Giulio Bizzotto

Personal information
- Date of birth: 15 October 1996 (age 28)
- Place of birth: Thiene, Italy
- Height: 1.70 m (5 ft 7 in)
- Position(s): Forward

Team information
- Current team: Cartigliano
- Number: 16

Youth career
- 2004–2015: Cittadella

Senior career*
- Years: Team / Apps / (Gls)
- 2015–2019: Cittadella / 15 / (4)
- 2016–2017: → FeralpiSalò (loan) / 10 / (0)
- 2017: → Renate (loan) / 9 / (0)
- 2018: → Viterbese (loan) / 5 / (0)
- 2019–: Cartigliano / 2 / (1)

= Giulio Bizzotto =

Italian footballer

Giulio Bizzotto (born 15 October 1996) is an Italian footballer who plays as a forward for Serie D club Cartigliano.

==Career==
Bizzotto began his career with A.S. Cittadella. He was first included in a matchday squad on 25 April 2015, remaining an unused substitute in a goalless draw away to Brescia in Serie B. His debut came on 9 May at the Stadio Pier Cesare Tombolato, replacing Daniele Bazzoffia in the 71st minute and nine minutes later netting an equaliser for a 1–1 draw with Frosinone. In a season which ended in relegation to Lega Pro, he made only one more appearance, in a 0–2 home defeat to Perugia 13 days later.

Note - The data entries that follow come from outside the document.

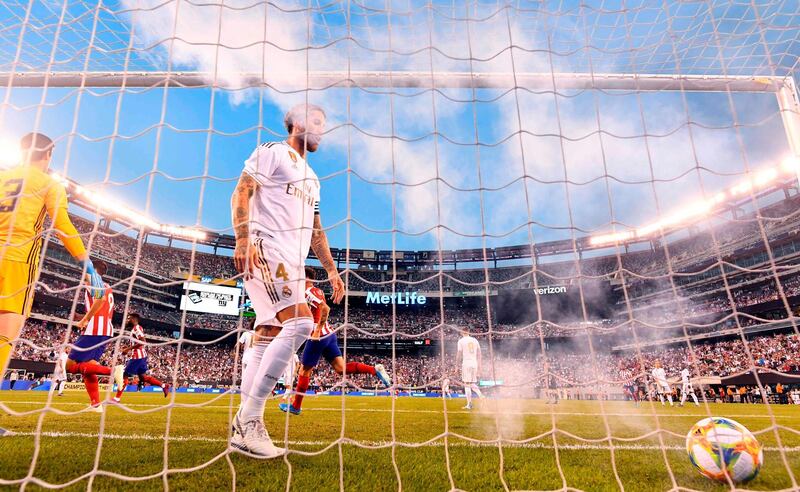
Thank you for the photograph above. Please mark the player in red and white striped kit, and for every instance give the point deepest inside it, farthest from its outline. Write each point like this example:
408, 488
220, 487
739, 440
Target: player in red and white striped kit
137, 365
97, 333
323, 343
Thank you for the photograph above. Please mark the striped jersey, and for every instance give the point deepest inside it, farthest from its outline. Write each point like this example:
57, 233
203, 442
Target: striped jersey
100, 324
316, 299
139, 351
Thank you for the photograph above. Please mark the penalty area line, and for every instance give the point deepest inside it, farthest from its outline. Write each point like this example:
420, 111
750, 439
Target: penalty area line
477, 411
454, 442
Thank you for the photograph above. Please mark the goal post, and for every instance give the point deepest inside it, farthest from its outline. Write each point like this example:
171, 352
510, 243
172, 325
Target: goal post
784, 87
316, 80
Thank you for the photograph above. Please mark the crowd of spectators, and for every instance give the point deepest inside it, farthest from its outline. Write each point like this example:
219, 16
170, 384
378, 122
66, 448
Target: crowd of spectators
201, 363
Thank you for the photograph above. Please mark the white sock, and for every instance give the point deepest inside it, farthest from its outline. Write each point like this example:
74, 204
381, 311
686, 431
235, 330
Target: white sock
249, 371
477, 391
276, 356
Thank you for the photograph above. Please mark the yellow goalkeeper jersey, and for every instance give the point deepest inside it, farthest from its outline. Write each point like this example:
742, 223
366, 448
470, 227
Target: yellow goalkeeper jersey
26, 195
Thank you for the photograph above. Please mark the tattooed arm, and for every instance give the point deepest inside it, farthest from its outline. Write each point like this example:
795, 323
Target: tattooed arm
320, 247
245, 256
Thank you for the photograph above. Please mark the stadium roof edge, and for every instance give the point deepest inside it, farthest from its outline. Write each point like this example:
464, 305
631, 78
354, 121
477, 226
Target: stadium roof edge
453, 257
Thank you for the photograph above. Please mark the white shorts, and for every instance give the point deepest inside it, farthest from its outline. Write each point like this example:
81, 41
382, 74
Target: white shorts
278, 284
288, 375
247, 356
469, 374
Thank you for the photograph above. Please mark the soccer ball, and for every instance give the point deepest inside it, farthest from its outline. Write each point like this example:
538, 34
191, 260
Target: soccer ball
721, 447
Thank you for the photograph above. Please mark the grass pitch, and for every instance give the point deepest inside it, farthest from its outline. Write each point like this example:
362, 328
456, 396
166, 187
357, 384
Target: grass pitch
377, 443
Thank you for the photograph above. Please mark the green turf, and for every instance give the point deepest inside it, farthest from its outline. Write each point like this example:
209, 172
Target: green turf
134, 445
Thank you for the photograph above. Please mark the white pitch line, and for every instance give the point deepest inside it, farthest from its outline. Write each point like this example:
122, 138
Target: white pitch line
196, 406
455, 442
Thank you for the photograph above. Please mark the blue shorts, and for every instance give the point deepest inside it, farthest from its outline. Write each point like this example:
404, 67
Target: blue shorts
90, 351
327, 347
135, 367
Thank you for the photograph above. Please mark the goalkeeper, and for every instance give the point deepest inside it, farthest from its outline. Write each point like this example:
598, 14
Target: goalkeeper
27, 192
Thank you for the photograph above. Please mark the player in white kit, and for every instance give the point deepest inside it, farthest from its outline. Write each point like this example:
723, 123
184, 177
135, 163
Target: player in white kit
288, 376
246, 341
687, 388
275, 212
662, 385
60, 373
469, 354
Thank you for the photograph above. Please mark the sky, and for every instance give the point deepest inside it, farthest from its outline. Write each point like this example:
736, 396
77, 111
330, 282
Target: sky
409, 168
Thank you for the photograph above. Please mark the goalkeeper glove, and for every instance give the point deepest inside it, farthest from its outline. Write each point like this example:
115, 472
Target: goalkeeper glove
95, 280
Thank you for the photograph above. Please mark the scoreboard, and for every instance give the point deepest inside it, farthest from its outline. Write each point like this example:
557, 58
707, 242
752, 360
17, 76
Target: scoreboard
210, 298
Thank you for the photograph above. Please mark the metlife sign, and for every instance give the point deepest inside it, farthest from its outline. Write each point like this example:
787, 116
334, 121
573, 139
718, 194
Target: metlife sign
399, 298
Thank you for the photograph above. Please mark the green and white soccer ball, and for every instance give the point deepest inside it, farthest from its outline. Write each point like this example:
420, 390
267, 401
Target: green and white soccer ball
722, 449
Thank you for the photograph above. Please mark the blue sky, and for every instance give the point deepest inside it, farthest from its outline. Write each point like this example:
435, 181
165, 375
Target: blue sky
661, 150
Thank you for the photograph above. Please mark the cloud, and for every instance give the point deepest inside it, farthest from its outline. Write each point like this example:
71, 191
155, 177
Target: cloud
640, 137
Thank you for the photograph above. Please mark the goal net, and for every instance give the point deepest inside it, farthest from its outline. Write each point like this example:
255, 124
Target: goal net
592, 190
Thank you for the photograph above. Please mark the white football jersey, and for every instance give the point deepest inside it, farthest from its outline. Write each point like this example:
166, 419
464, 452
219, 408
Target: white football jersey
470, 351
60, 371
282, 212
660, 375
246, 340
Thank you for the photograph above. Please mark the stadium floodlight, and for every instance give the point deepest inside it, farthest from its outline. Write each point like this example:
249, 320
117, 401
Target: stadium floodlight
115, 209
702, 208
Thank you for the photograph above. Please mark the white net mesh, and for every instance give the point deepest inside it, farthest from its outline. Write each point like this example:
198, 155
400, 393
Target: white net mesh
587, 188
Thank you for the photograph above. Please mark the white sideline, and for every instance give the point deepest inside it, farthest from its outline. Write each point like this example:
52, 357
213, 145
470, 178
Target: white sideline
455, 442
643, 413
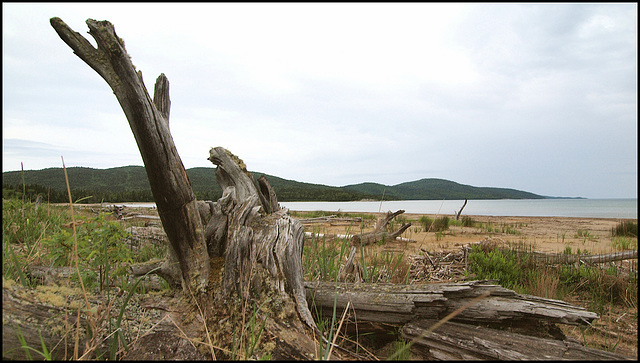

On 2 August 2015, in the first round of the Coppa Italia, Bizzotto netted four goals in a 15–0 home win over Potenza, two goals in either half. A week later in the second round, he opened a 2–0 win at Teramo. He eventually finished the 2015–16 season as the top-scorer of the Coppa Italia, with five goals.

On 8 January 2019, he moved to Cartigliano in the Serie D.